Bad attitude, bad wardrobe, bad study habits. Tim Dunphy (Shawn Hatosy) arrives at snooty Cornwall Academy with all that baggage spilling out of the trash bag he carries in lieu of the suitcase he can't afford.

In his working-class back-story there are drugs, drink and a feckless but funny bunch of buddies. Also a paraplegic brother, a three-legged dog and a widowed father (Alec Baldwin) for whom tough love is a family tradition, not a catch phrase. It is he who has sentenced his son to a last-chance senior year in prep school, which strikes him as a better, if more expensive, alternative to reform school.

Outside Providence--the title refers to Tim's native habitat, Pawtucket, R.I., as well as to the silence of God when it comes to doofus teenagers--works in mysterious ways its wonders to perform. For the coming-of-age cliches don't stop once Tim settles in at Cornwall. There are a sadistic housemaster, a hidebound headmaster, a geeky roommate and a duplicitous pal to contend with, and the prettiest girl on campus (Amy Smart) to woo, ruin and redeem. One finds oneself asking how such familiar stuff breeds contentment instead of contempt.

Part of the answer, paradoxically, may lie in the way the film shamelessly, even joyously, keeps piling on that familiar material. At some point the sheer mass of it simply overwhelms dubiety. The fact that everything that happens in the movie comes as a surprise to its participants helps too. They apparently have not seen all the movies or read all the books about adolescent angst. So their responses are fresh. And felt.

That's particularly true of Hatosy. He's not so much a goofball as a radical innocent trying to pick up the clues to the preppie lifestyle but at the same time remaining fiercely loyal to his family and friends back home. It's a touching quality, and the actor engagingly lives it. Ditto Baldwin as his roughneck father, who has a depressive's shrewdness about other people's weaknesses as well as a depressive's inability to do anything about his own life, which consists mainly of railing at his children and playing poker with his boozy cronies.

These are both wonderful performances, with Baldwin's--coming on top of his superb movie-star parody in Notting Hill--opening up rich new territories for him to explore. But Outside Providence is full of glorious actor's moments, and may finally owe its success to them. One begins to think, If all these people believe so wholeheartedly in this enterprise, maybe I ought to as well.

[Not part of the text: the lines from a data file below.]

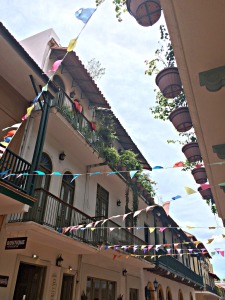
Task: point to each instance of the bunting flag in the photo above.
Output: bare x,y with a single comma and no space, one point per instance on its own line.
189,191
132,173
84,14
29,110
72,45
178,164
176,197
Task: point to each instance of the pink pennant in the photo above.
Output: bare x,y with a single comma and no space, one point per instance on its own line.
55,65
161,229
205,186
137,213
150,247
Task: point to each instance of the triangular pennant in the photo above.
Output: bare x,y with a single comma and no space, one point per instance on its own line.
132,173
72,45
189,191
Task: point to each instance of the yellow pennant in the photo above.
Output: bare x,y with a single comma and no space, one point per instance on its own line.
210,241
72,45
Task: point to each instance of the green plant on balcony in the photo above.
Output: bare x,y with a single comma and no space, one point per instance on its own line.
147,184
105,127
112,156
129,160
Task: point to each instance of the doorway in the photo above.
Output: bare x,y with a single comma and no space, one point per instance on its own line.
30,282
67,287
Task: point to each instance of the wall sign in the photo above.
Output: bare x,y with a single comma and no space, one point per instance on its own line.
4,280
16,243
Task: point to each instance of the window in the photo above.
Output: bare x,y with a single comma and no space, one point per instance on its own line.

Certainly it leads one to re-examine the premise of Peter and Bobby Farrelly. Up to now they have been our gross-out geniuses (Dumb & Dumber, There's Something About Mary), and Miramax wouldn't mind if you thought Outside Providence was more of the same. But adapting a novel by Peter and working with director Michael Corrente, the siblings, who also produced this film, maintain their best quality, which is a kind of unblinking frankness about our basic humanity, while skipping the bathroom jokes. You won't miss them at all.